In this tutorial, we are interested to the roots of the following function.

f(x) = sin x + 2 - 0.1 x

To find the value of x or roots of the equation, Newton-Raphson method is applied. For the proper initial guess for x, graphical method is applied to visualize the characteristics of this nonlinear function. This graphical technique also helps to find multiple roots for the unknown function. The following MATLAB commands generate the plot of the function, f(x). This function is plotted with respect to the values of x from -50 to +50.

>> X=-100:100;
>> plot(X,(sin(X)+2-(0.1*X)))

From the following figure 1, it is clear that the equation has seven roots and plotting the function helps to get the roots. The function changes its sign from, x = 10 - 11, 11 -12, 16 -17, 18 - 19, 21 - 22, 25 - 26, and 27 - 28. And, the roots of the equation must lie between these intervals. Now, to get good approximations of the roots, a Newton-Raphson algorithm is written in MATLAB.

Figure 1: Plot of the function f(x) to identify the intervals where roots of the function lie.

The program is developed by MATLAB user defined function called “sinusoidal”. The initial assumptions for approximating seven roots of x are 10.5, 11.5, 16.5, 18.5, 21.5, 25.5 and 27.5 respectively. The codes are given below. It is straightforward to run the program seven times as we have seven initial guesses for the corresponding roots.

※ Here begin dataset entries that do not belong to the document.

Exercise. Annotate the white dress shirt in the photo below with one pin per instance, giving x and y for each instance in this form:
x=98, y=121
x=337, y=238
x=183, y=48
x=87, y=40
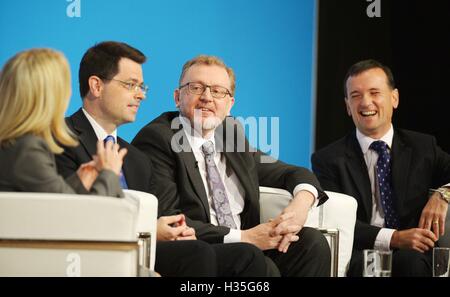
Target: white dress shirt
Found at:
x=233, y=188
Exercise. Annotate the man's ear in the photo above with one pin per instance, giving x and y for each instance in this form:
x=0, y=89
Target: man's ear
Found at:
x=176, y=97
x=95, y=85
x=395, y=98
x=231, y=106
x=349, y=112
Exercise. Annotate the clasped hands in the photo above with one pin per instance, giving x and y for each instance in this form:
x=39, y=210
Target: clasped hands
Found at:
x=282, y=230
x=174, y=228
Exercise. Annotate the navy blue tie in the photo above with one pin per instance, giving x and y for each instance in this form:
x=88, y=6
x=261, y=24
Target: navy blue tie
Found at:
x=384, y=169
x=123, y=182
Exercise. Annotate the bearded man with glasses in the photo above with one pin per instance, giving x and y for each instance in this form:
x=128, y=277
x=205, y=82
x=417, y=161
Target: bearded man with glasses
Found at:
x=217, y=189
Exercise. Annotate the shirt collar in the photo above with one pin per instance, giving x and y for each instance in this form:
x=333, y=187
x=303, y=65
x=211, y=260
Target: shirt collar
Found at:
x=195, y=139
x=366, y=141
x=99, y=131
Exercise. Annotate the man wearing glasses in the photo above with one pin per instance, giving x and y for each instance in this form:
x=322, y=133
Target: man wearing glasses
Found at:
x=216, y=188
x=112, y=88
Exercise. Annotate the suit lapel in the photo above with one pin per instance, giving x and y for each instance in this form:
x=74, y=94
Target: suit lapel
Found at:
x=357, y=169
x=129, y=168
x=86, y=133
x=401, y=161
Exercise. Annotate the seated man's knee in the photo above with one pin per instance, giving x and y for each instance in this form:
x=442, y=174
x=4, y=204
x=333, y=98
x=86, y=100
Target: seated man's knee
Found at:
x=411, y=263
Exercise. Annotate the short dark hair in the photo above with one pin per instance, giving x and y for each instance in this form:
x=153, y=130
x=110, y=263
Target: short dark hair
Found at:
x=103, y=59
x=365, y=65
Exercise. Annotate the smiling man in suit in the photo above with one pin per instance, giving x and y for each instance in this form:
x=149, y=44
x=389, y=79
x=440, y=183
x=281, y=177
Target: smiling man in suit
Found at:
x=390, y=173
x=206, y=175
x=112, y=88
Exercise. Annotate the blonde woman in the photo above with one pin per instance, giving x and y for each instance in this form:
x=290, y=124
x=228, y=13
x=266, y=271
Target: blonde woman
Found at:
x=34, y=94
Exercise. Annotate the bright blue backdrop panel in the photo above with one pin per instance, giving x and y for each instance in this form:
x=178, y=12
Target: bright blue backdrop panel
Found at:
x=269, y=44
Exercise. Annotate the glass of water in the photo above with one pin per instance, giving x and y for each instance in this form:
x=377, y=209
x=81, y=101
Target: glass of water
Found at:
x=377, y=263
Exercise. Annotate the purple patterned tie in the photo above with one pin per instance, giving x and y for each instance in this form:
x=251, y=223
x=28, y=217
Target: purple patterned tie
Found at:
x=383, y=169
x=219, y=197
x=123, y=182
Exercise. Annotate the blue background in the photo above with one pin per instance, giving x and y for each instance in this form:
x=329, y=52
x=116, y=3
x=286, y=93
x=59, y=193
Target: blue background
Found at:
x=269, y=44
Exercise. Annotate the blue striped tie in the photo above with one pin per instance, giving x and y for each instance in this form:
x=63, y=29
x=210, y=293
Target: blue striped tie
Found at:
x=383, y=169
x=123, y=182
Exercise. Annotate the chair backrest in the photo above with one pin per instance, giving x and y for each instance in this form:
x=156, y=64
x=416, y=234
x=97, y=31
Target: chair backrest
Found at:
x=338, y=212
x=48, y=234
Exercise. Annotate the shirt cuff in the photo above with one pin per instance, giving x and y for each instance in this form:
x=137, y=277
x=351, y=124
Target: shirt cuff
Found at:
x=309, y=188
x=383, y=240
x=233, y=236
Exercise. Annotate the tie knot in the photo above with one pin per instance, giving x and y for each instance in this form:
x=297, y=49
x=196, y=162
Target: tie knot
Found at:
x=208, y=148
x=379, y=146
x=109, y=138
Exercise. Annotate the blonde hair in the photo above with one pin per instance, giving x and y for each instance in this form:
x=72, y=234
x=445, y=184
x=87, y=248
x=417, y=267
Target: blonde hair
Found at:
x=210, y=60
x=34, y=95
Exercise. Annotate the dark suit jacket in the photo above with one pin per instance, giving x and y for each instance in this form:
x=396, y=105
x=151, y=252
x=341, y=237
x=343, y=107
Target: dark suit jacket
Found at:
x=181, y=189
x=28, y=165
x=418, y=164
x=137, y=168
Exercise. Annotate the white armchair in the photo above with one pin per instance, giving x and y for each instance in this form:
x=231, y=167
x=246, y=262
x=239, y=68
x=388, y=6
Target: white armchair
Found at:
x=335, y=218
x=47, y=234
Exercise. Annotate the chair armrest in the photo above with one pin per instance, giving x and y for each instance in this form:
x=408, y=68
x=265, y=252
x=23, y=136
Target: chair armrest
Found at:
x=41, y=233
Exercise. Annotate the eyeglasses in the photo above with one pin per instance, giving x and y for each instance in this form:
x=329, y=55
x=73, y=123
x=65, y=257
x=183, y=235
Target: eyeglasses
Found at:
x=217, y=92
x=131, y=86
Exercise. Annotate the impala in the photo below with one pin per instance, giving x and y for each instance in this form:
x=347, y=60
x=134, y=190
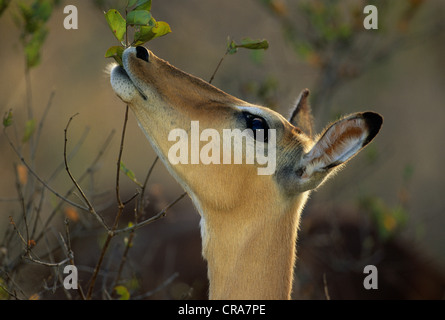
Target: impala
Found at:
x=249, y=221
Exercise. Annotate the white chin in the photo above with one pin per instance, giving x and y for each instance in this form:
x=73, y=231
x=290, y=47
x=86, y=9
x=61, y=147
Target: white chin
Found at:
x=121, y=83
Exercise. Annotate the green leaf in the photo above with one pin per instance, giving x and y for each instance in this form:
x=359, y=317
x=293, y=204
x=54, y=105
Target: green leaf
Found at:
x=253, y=44
x=30, y=127
x=138, y=17
x=7, y=119
x=116, y=53
x=147, y=33
x=131, y=3
x=161, y=29
x=122, y=292
x=129, y=174
x=116, y=23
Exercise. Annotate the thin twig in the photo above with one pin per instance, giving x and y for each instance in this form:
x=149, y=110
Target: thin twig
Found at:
x=118, y=215
x=43, y=182
x=217, y=67
x=158, y=216
x=84, y=197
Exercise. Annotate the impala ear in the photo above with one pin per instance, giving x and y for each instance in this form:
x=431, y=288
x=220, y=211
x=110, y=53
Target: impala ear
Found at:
x=301, y=116
x=338, y=144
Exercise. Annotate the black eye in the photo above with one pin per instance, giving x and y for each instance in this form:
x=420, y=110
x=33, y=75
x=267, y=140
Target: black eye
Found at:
x=259, y=127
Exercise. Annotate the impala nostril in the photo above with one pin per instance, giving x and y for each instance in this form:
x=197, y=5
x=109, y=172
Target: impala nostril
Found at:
x=142, y=53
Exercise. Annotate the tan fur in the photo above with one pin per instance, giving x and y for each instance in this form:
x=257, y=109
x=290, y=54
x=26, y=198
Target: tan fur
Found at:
x=249, y=221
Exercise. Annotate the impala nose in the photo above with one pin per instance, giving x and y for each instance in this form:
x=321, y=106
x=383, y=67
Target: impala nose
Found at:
x=142, y=53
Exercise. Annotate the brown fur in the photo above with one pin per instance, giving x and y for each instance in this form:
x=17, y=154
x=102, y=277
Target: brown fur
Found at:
x=249, y=221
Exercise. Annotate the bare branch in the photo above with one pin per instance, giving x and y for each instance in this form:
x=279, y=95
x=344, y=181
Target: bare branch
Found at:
x=84, y=197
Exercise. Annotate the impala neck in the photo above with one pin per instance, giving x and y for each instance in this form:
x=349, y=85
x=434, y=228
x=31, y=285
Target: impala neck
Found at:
x=253, y=257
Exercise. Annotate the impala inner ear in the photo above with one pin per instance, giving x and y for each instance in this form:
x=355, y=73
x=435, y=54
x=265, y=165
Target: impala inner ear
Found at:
x=301, y=116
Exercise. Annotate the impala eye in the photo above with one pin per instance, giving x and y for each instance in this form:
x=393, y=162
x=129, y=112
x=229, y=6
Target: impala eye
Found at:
x=259, y=127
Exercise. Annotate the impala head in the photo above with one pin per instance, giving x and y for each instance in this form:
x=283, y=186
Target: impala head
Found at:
x=235, y=197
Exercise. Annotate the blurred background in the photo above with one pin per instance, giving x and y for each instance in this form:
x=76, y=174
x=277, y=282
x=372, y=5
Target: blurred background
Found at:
x=385, y=208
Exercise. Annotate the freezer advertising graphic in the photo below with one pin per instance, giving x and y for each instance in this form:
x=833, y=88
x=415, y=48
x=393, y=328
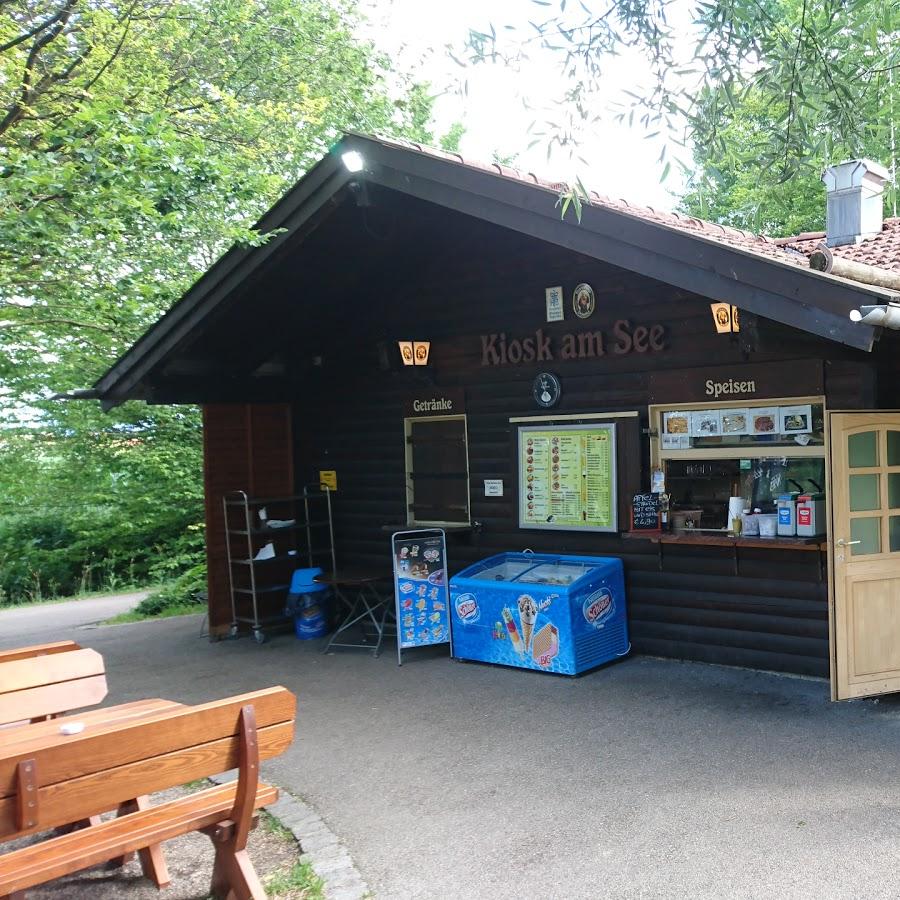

## Newton-Raphson Algorithm by MATLAB

% Definition of a function "sinusoidal" to solve equation by Newton-Raphson
function [x,ea] = sinusoidal(X, etol)
format long;

% Input: X=21.5, etol=Tolerance definition for error
% Output: x=Solution of equation, ea=Calculated error in loop

% Program Initialization

solution = 21.5;

% Iterative Calculations

while (1)
solutionprevious = solution;

% Implementation of Newton-Raphson Method

solution = X - (sin(X)+2-(0.1*X))/(cos(X)-0.1);
X=solution;

if solution~=0                         % Approximate percent relative error

ea=abs((solution - solutionprevious)/solution)*100;
end

if ea<=etol,                  % Condition to meet specified error tolerance

break,
end

x = solution;

disp(x);

end

% Display of output parameters

disp(x);
disp(ea);

end

## Program Outputs:

>> sinusoidal (10.5,1e-10)
ans =
10.636782424281707
>> sinusoidal(11.5, 1e-10)
ans =
11.562055865585652
>> sinusoidal (16.5,1e-10)
ans =
16.107752970689450
>> sinusoidal (18.5,1e-10)
ans =
18.721338781142521
>> sinusoidal (21.5,1e-10)
ans =
21.809224297055675
>> sinusoidal (25.5,1e-10)
ans =
25.744697403517950
>> sinusoidal (27.5,1e-10)
ans =
27.435908953388580

So, the seven roots from the program are 10.637, 11.562, 16.108, 18.721, 21.809, 25.745 and 27.436. In all the cases, the error tolerance limit is kept extremely small (0.0000000001) to get more accurate and precise results.